О поэтах и поэзии: Гёльдерлин. Рильке. Тракль | страница 10



Поскольку кроток и набожен глас,
чествую я небожителей
ради гласа народного, смиренно-покойного,
но ради богов и людей
не всегда я на кротость способен!
(IV, 141)

А вот вторая редакция:

…И хотя
сказанья хороши, ибо полны
памяти Высочайшего,
все-таки нужен Некто,
кто сможет их истолковать.
(IV, 144)

Таким образом сущность поэзии включена в устремляющиеся друг к другу и друг от друга законы божественных намеков и народного гласа. Сам поэт стоит между теми и теми: между богами и народом. Он – выброшенный прочь в этот промежуток, в это между богами и людьми. Но исключительно и впервые именно в этом промежутке решается, кто такой человек и где он устраивает жительство своему бытию. «Поэтически жительствует человек на этой земле».

Беспрестанно и всё уверенней, из полноты наплывающих образов и все непринужденней посвящает Гёльдерлин этому промежуточному пространству свое поэтическое слово. Что и побуждает нас говорить, что он поэт поэтов.

Будем ли мы все еще полагать, что Гёльдерлин пребывал в плену пустых и завышенных самоотражений, ощущая недостаток мировой полноты? Или поймем, что этот поэт основы и сердцевины бытия поэтически измышляет из высшей меры натиска? Слова, которые он в одном из поздних стихотворений сказал об Эдипе, вполне справедливы и по отношению к нему самому, к Гёльдерлину:

Быть может, один глаз
был у царя Эдипа <даже> избыточным.
(VI, 26).

Гёльдерлин поэтически творит саму сущность поэзии – но не в смысле вневременно значащего понятия. Эта сущность поэзии принадлежит к определенному времени. Но не так, чтобы стараться быть соразмерным этому уже существующему времени. Заново учреждая существо поэзии, Гёльдерлин впервые определяет и новое время. Это время спешно ушедших богов и грядущего бога. Это оскудевшее (жалкое, смутное) время, ибо пребывает оно в двойном убытке и дефиците: уже отсутствуют спешно ушедшие боги и еще не пришли боги грядущие.

Существо поэзии, учреждаемой Гёльдерлином, исторично в высшей степени, ибо она предполагает историческое время. Но как историческая сущность она есть единственно существенная сущность.

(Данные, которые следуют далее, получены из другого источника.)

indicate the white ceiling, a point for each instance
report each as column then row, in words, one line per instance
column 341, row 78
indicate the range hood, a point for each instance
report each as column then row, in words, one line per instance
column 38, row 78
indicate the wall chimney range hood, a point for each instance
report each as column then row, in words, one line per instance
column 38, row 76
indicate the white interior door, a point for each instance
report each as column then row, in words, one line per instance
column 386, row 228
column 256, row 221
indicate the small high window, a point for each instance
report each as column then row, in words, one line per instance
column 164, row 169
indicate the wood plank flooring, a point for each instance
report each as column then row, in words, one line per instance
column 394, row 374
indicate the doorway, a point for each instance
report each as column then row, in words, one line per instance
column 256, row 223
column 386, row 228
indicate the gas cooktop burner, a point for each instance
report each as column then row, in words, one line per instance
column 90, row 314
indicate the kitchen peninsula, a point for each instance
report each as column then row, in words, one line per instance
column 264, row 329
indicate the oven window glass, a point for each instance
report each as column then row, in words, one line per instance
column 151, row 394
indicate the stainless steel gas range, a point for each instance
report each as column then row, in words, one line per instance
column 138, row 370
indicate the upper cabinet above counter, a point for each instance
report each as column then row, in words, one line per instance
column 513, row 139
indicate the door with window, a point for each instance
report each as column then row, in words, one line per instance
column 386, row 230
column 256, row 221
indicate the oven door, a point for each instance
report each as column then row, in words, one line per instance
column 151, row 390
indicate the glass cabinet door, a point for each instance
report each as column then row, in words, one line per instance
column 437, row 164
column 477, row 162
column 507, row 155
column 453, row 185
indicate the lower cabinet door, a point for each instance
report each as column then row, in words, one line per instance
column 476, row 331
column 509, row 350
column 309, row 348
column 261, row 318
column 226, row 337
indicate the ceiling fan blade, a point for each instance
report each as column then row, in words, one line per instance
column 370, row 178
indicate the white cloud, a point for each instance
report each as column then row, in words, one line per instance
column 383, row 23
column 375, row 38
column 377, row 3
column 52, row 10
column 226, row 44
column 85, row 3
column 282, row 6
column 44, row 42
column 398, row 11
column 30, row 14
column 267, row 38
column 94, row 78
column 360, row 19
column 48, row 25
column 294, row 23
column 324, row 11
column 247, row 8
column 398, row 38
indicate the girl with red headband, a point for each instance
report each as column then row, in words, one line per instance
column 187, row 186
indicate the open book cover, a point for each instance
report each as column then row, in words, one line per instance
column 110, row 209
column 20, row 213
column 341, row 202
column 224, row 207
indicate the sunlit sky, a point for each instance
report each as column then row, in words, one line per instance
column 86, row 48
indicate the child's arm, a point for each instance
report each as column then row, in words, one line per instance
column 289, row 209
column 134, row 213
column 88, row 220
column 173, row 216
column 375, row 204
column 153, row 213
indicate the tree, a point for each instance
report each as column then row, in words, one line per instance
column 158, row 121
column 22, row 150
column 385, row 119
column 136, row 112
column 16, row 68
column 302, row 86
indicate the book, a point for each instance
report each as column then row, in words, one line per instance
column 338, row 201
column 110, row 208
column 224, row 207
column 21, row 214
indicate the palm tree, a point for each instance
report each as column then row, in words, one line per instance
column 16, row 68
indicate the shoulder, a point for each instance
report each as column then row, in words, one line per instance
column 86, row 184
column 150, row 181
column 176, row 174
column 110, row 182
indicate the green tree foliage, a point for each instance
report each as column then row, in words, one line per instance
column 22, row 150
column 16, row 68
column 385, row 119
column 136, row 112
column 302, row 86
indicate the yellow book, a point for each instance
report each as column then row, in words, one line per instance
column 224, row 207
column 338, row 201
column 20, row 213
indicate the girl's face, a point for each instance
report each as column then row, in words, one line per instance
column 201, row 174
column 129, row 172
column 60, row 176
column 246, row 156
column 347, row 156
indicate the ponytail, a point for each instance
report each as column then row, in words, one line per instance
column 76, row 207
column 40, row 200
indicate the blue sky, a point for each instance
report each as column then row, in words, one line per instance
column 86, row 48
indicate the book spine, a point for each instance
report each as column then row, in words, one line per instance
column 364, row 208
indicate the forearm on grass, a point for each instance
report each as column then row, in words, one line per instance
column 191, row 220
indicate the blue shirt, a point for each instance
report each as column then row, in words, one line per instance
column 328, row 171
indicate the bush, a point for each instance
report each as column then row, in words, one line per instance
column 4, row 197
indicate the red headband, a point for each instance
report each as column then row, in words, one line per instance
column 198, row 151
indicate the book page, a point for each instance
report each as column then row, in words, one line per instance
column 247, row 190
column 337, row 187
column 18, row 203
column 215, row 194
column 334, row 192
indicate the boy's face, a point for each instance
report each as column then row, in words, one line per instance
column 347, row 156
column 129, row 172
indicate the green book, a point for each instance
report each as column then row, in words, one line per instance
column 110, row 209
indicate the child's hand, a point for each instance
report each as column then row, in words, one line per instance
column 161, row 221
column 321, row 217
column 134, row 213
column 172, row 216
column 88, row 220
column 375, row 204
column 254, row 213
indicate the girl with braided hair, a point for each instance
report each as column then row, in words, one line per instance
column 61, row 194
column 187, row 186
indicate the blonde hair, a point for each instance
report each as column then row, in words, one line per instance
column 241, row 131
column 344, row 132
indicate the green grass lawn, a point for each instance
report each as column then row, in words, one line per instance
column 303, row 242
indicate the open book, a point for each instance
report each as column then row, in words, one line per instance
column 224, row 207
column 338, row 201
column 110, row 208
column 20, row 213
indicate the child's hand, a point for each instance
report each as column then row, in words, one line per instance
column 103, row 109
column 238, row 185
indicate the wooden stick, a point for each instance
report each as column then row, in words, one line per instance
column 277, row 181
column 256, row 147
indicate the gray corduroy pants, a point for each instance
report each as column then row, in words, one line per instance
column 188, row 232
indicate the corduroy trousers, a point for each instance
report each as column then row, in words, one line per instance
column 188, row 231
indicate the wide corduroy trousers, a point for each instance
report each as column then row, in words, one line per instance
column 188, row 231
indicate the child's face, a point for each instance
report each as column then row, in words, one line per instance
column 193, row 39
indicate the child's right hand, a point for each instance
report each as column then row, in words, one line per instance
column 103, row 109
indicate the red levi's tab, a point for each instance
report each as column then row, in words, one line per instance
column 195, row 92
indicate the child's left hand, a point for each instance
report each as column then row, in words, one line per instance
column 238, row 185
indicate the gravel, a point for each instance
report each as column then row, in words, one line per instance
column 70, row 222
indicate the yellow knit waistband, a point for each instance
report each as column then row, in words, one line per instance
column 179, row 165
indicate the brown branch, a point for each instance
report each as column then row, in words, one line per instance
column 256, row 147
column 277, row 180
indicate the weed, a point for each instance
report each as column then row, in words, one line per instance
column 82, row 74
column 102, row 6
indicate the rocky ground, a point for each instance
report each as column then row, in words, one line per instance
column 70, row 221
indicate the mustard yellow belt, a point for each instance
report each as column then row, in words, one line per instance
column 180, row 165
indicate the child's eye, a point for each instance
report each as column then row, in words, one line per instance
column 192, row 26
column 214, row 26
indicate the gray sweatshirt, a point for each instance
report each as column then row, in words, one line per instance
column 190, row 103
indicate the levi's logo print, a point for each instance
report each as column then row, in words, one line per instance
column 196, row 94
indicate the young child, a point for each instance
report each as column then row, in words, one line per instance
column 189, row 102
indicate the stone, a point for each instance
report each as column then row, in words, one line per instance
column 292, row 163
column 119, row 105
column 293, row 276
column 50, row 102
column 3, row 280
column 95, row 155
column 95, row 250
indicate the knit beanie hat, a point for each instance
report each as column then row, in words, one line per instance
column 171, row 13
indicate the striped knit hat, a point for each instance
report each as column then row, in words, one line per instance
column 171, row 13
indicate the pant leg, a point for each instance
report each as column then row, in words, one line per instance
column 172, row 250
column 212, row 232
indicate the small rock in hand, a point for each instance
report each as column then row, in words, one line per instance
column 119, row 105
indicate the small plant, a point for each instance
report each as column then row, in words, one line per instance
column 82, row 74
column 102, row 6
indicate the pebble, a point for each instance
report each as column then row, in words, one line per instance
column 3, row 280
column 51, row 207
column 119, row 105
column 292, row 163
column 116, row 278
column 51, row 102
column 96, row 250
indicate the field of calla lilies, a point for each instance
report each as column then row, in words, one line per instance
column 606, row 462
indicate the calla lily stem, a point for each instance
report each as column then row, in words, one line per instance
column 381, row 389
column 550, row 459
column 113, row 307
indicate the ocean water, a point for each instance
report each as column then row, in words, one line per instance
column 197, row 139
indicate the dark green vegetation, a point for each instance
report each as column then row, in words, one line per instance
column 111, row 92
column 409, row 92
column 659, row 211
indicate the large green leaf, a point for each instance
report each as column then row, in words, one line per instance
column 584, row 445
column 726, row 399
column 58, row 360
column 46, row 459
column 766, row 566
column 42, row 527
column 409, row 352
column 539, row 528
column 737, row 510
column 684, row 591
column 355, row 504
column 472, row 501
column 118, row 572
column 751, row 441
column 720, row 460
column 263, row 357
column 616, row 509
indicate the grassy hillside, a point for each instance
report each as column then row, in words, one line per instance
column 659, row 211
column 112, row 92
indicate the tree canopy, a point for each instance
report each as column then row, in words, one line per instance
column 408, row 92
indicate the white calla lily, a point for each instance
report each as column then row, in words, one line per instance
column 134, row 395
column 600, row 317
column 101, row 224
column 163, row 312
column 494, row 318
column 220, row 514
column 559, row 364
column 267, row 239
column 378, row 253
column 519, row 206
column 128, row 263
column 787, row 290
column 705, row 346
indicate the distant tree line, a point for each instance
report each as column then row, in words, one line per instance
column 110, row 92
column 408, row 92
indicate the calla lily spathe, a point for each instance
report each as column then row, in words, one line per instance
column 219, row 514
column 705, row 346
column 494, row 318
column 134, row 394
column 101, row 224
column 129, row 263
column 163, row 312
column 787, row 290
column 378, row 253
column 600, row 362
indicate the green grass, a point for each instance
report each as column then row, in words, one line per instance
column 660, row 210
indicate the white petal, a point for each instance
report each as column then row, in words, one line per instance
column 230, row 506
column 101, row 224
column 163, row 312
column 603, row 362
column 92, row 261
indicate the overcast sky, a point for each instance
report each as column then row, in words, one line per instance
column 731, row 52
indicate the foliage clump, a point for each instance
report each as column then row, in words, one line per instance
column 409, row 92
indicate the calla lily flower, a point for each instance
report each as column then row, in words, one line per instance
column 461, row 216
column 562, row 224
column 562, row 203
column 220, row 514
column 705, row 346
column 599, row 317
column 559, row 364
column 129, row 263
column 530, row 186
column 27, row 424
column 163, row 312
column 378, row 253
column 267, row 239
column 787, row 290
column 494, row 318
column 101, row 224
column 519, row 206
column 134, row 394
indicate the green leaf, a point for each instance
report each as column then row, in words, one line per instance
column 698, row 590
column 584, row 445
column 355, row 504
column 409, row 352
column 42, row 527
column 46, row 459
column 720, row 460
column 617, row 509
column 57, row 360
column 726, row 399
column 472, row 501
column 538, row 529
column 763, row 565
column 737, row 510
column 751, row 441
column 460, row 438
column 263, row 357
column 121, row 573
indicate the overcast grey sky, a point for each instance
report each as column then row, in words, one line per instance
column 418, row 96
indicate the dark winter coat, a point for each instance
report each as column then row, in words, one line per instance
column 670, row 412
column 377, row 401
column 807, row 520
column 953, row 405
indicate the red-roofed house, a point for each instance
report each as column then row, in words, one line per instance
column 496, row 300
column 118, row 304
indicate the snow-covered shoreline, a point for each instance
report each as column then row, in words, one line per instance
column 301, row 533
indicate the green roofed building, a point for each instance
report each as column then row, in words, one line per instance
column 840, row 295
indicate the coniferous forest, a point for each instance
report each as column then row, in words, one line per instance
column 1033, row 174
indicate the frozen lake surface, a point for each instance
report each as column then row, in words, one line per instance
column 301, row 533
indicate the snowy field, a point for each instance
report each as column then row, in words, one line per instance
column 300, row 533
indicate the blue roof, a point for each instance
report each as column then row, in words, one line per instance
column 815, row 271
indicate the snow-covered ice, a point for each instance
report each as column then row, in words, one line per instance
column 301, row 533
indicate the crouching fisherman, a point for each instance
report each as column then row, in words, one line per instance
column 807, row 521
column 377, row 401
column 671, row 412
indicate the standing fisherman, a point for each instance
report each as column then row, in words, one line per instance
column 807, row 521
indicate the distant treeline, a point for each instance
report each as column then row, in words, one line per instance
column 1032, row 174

Скудно и жалко нынешнее время, и потому его поэт сверхбогат, так богат, что часто думая о прошлом и терпеливо ожидая будущего, слабеет настолько, что желает в этой кажущейся пустоте лишь одного – заснуть. И все же он прочно стоит в Ничто этой Ночи. Покуда поэт, находясь таким образом в высочайшей разобщенности со своим собственным призванием, пребывает в самом себе, он действует как заместитель, добывая истину для своего народа. О чем и сообщает седьмая строфа элегии «Хлеб и вино» (IV, 123 и далее). В ней поэтически сказано о том, о чем здесь можно было бы высказаться лишь аналитически.